The workes of Our Ancient and learned English Poet, Geffrey Chaucer
John Stow’s first published work was his edition of Chaucer in 1561. Nearly forty years later he would become involved in the publication of a new edition. The editor, Thomas Speght was assisted by Stow, Francis Thynne (son of William Thynne, the earlier Chaucer editor), Francis Beaumont (father of the playwright of the same name), and Robert Glover. Speght published his edition in 1598 and another, improved version in 1602. A surge in interest in Chaucer occurred at this time; Shakespeare’s Troilus and Cressida was among the newly staged dramas. The present copy is the 1602 printing.
As Speght writes in his dedication to Robert Cecil, Principal Secretary to Queen Elizabeth, in the 1602 edition, “at the last Impression  of this worke….I presented your Highness certaine collections and observations upon Chaucer: as namely, his Life, Picture, and Pedigree: the Arguments of every Booke and Tale: [And] the Explanation of old words….But as these things then through want of time were not fully perfected, so were there some other things omitted, at the next Impression to be performed.” In addition to the biography, portrait of Chaucer, and glossary that were new in the 1598 edition, the 1602 printing included considerable revisions, improvements to the glossary, modernized punctuation throughout, and two previously unpublished works, one of which is apocryphal.
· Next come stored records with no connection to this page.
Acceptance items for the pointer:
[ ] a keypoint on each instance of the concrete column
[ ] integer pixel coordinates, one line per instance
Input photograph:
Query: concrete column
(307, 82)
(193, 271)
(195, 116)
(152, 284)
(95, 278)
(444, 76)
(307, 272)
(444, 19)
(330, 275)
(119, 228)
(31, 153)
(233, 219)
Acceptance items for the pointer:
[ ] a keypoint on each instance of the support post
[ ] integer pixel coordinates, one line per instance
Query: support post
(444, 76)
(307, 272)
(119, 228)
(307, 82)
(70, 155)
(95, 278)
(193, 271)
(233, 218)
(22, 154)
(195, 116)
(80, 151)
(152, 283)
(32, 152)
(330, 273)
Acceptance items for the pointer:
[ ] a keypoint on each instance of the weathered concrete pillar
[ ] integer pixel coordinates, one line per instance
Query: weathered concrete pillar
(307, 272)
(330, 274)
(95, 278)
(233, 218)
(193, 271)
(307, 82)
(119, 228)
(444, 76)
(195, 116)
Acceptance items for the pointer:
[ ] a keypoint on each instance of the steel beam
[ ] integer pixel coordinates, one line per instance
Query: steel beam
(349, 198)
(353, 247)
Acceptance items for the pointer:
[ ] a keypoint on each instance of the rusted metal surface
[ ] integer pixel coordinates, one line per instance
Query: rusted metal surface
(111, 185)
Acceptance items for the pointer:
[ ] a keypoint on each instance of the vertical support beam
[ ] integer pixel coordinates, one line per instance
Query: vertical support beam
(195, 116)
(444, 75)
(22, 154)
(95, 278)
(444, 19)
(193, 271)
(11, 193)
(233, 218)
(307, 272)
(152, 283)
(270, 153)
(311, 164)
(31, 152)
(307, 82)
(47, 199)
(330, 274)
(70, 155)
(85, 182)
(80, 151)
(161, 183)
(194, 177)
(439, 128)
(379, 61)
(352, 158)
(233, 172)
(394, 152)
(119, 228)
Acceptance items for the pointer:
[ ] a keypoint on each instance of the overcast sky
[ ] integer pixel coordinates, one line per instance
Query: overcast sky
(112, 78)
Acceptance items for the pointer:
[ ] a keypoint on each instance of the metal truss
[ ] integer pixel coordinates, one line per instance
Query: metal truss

Geoffrey Chaucer—author, poet, philosopher, bureaucrat, courtier, and diplomat—was born of good parentage and led a successful public life. Although there are gaps in biographical knowledge, such as in the late stages of his life after the fall of his patron, King Richard II, there is much information available. Speght’s biographical sketch, however, contains a lot of fiction. He was misled by the mistaken inclusion of several works in the Chaucer canon and motivated to reinforce the arguments in John Foxe’s Acts and Monuments that Chaucer had strong Lollard (Protestant) tendencies. The main culprit was Testament of Love, which mentions a failed plot on the part of the author, his imprisonment, and what can be interpreted as a renouncement of heresy. The Lollard tendencies in the “Ploughman’s Tale” provided further evidence. “The Ploughman’s Tale” is now considered to be non-Chaucerian, and Testament of Love is the work of Thomas Usk, who was found guilty of heresy and executed.